The typical truck driver is known to be wearing a flannel, a pair of blue jeans, and the iconic trucker hat. This may be a stereotypical depiction of a truck driver, but of course drivers dress differently based on gender and preference. For a lot of truck drivers, their favorite part of the job is the freedom they feel while on the road. Could part of this freedom be the ability to wear whatever they want? Or does that really matter to drivers?

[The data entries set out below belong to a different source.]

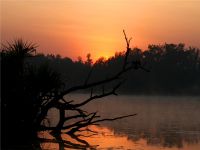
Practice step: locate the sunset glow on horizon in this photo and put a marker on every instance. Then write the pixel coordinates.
(75, 28)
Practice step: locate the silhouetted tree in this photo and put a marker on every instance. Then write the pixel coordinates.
(29, 91)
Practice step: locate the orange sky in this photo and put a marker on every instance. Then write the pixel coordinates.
(76, 27)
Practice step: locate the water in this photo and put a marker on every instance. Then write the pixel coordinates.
(162, 122)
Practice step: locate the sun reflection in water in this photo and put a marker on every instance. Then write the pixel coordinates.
(104, 138)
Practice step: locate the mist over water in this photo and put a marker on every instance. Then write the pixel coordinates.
(169, 122)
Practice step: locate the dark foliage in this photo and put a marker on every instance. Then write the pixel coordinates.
(30, 88)
(175, 69)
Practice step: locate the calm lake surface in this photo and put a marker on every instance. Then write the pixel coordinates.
(162, 122)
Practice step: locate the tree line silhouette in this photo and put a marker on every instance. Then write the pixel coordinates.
(32, 85)
(175, 69)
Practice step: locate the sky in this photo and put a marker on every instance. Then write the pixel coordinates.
(75, 28)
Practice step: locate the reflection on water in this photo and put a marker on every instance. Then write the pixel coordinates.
(162, 123)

The main problem that trucking companies are running into while not having a dress code for their drivers is image. Some drivers are seen at truck stops wearing grungy clothes, looking like they haven’t showered in days (Yes, we know showers are expensive) and this can cause the public to have a negative view of the company they drive for or for the industry as a whole. Although people shouldn’t judge others based on clothing or looks, it’s human nature, making it unavoidable. Truckinginfo.com shares how Gary Salisbury, the CEO of FTL Custom Commodities, understood this problem and made a change in his company to boost their image. Companies have to worry about their image to the public in order to continue to be successful in the industry, whether it be booking new jobs or recruiting new drivers.
Positives of Uniforms
· Creates a more professional Image
· Helps drivers feel like a part of a team
· Inspires drivers to portray company values
Negatives of Uniforms
· Takes away personal freedom
· More expense for drivers and/or company
· Could cause frustration for drivers who are forced to wear uniforms after years of not wearing them
As company leaders, you should inspire your drivers to boost their feeling of self worth by encouraging them to dress for success. This does necessarily mean that you have to impose a uniform. It could be as simple as starting a dress code. It’s important to know your drivers and anticipate how they will react before you announce any new dress codes or uniforms. If you do decide to change your company standards on dress make sure you thoroughly explain why the changes are being made. If your drivers understand the value behind it, they’ll be less likely to be upset by the changes.